I'M having trouble understanding a few lines of this program, the first one is srand(time(NULL));
I'M assuming srand is the function so what is time in this code. Also, if this line is generating a random number where is it storing the number, I don't see a variable anywhere.
And the line r = rand_0toN1(6) + 1, what's the + 1 all about? Thanks.

srand doesn't generate a random number, it sets the seed for the random number generator. The time part is using the current time when the program is run as the seed. This effectively means that the seed is different for each run and the program will do different things each time it's run.

rand_0toN is a function that wraps rand - the function that generates the actual random number. It limits the maximum value that the random number can take to be less than N (6 in this case). The random number is stored in r on line 22 and is printed out on line 24.

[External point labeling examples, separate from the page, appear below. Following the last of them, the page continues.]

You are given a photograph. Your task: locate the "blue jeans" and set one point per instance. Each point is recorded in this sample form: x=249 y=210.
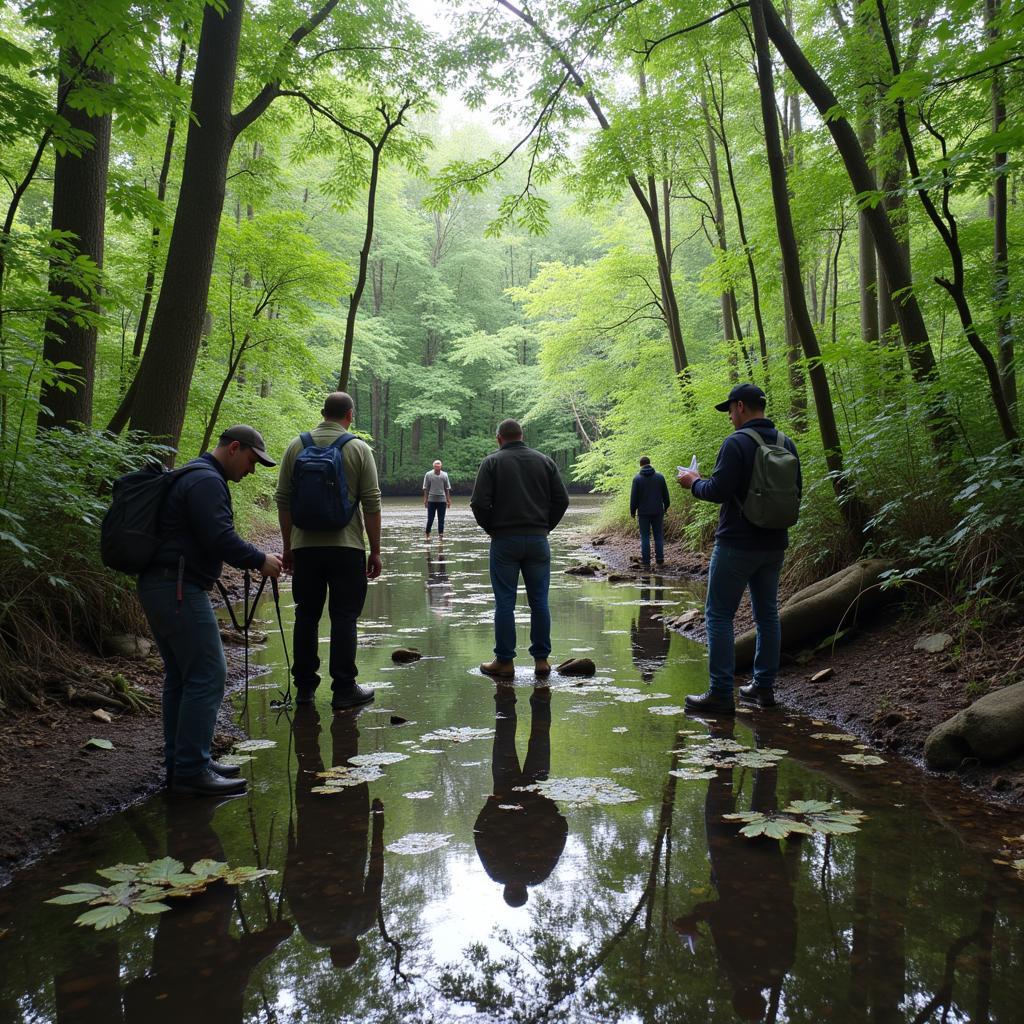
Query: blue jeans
x=438 y=509
x=731 y=571
x=195 y=672
x=510 y=556
x=651 y=524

Yup... agree with him.. When u use srand, irrespective of when u run the program and when it isnt initialised with a random variable at any time, it will always generate the same set of random numbers... Run it at 4:00 Am, it'll probably generate 4,7,8,3,2.. Run it at 4:01 am, the same thing.. in the same sequence.. At 5:00 pm 4 days later.. the same thing... Not so random are they then ?

So is srand a function? Is the time thats inside the srand() also another function or some type of built in C++ variable? Thanks guys.